Sozialdemokratischer Widerstand: Das „Antifaschistische Kampfkomitee Hamburg“
Auch sozialdemokratische noch bestehende oder nach mehrmaligen Verhaftungen immer wieder mühevoll reorganisierte Organisationsstrukturen waren 1936/37 weitgehend zerschlagen worden. Dennoch wurden alliierte Sender abgehört und informelle Kontakte zu Gesinnungsgenossen in privaten Kreisen oder scheinbar unpolitischen Vereinigungen aufrecht erhalten. Aus solchen zunächst lockeren Zusammenhängen formierte sich im Jahre 1942 eine Widerstandsgruppe von Sozialdemokraten, die Neuordnungsvorstellungen für die Nachkriegszeit entwickelte und verschiedentlich Flugblätter in Umlauf brachte. Zu dieser Gruppe gehörten Erich Arp, der spätere Hamburger Sozialsenator Gerhard Neuenhirth, der spätere HEW-Betriebsrat Lorenz Borchers. Ebenso Dr. Gerhard Schenk, ein späterer Landesminister in Schleswig Holstein, der dann bis zum Tode Mitglied im SPD-Ortsverein Elmshorn war. Die Flugblätter stellten sie mit Hilfe eines in Elmshorn stationierten Umdruckers bei tatkräftiger Unterstützung durch den dortigen kommunistischen Gastwirt Arthur Geißler her. Unter abenteuerlichen Umständen wurden sie mit dem holzgasbetriebenen Fahrzeug Erich Arps nach Hamburg gebracht.

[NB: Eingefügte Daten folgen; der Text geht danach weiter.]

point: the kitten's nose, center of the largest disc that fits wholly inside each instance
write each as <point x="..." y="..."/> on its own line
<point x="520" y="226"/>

Erich Arp, der 1942 in Halstenbek eine Butterschmelze gekauft hatte, und um die Jahresmitte 1943 nach Elmshorn umgesiedelt war, stand in sporadischen Kontakt zum weitverzweigten Widerstandskreis um Julius Leber, zu Gesinnungsgenossen in Berlin und Schleswig-Holstein. Mit seiner Margarine aus der Butterschmelze konnte er fast alle norddeutschen Arbeitsdienstlager besuchen. Das galt auch für seine Vertretung für Schuhcreme und Bohnerwachs. In seiner Erinnerung erzählt Erich Arp, dass er hierdurch alle Möglichkeiten nutzte, im System zu überleben und gleichzeitig die nicht ungefährlichen Kontakte zu halten und zu pflegen. Nach seiner Erzählung bekam der Blockwart schon einmal 50 RM von ihm. Scherzhaft erinnerte er sich, daß er mit diesem Verhalten beinahe schon Parteianwärter bei der NSDAP geworden wäre.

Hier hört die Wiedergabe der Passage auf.